Our parents constantly forced us to do things we didn’t want to do (at least, if they were at all interested in raising us to be somewhat productive members of society).  One of the biggest battles, of course, we eating vegetables.  This is a battle waged across dinner tables all over the world; parents engaged in a war of attrition and negotiations with the children, deciding exactly how much “3 bites” of broccoli really is, while the rest of the meals get cold and much TV goes unwatched.  Inevitable, we grow up from spoiled children and become spoiled adults, and many of us live out our childhood dreams of never eating another vegetable again.  Some manage to engage in this practice for the rest of their lives, while others enjoy the mac n cheese orgy for about 3 weeks before they realize what a terrible mistake they have made. Our parents were trying to force us to do something we didn’t like because they knew, ultimately, it would make us better.  When we grow up, we still need to eat our vegetables.

Image result for Veggie chips
No, these don't count

Yes, of course this is a metaphor. You know that’s how I work by now.  However, it’s literal too, because when I look at the diets of many trainees, they aren’t eating any goddamn vegetables.  I blame this on the prevalence of the whole “If It Fits Your Macros” culture, because a bunch of nerds decided they wanted to make lifting and nutrition a mathgame and figured that as long as you hit the calculated numbers, you “win.”  The notion of the benefits of micronutrients and fiber eludes them because it’s not as easily quantifiable or measurable compared to scale weight, but ask anyone living off of BigMacs how they feel once they “detox” and start eating steak and salad, and it’s night and day differences.  “If it tastes good, spit it out”, as quoted from Jack Lalanne, still holds true.  If all you’re eating is stuff you enjoy, you’re probably missing out on stuff that could benefit you.

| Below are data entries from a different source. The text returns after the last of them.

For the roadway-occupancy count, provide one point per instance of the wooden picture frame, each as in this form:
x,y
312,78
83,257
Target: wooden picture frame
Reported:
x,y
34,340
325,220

It goes even further than nutrition though.  In training, we have our “vegetables” too.  Conditioning is one of the most unappetizing vegetables out there, as evidenced by the fact that very few people are eating it.  Lifting weights is “fun” to most people, because it’s only about 20 seconds of exertion max, but you get to feel like you accomplished something, you can move heavy weight, and it makes you look bigger.  Additionally, you get to spend way more time recovering than actually training, so you can tell people you train for 90 minutes, when it’s really more like training for 15 minutes with 75 minutes of rest.  Conditioning is the complete opposite; you strain for far longer, you’re not really moving anything heavy, and it doesn’t generate the outward physical presence that lifting weights does.  Additionally, once it’s done, you feel like you’re going to die for a LONG time after the fact.  However, what conditioning DOES do is make the weight training more effective.  It reduces rest times and improves recovery, which means you can lift more weight for more volume in a workout, which means a better training effect from lifting.  We eat our vegetables here, so that we become better elsewhere.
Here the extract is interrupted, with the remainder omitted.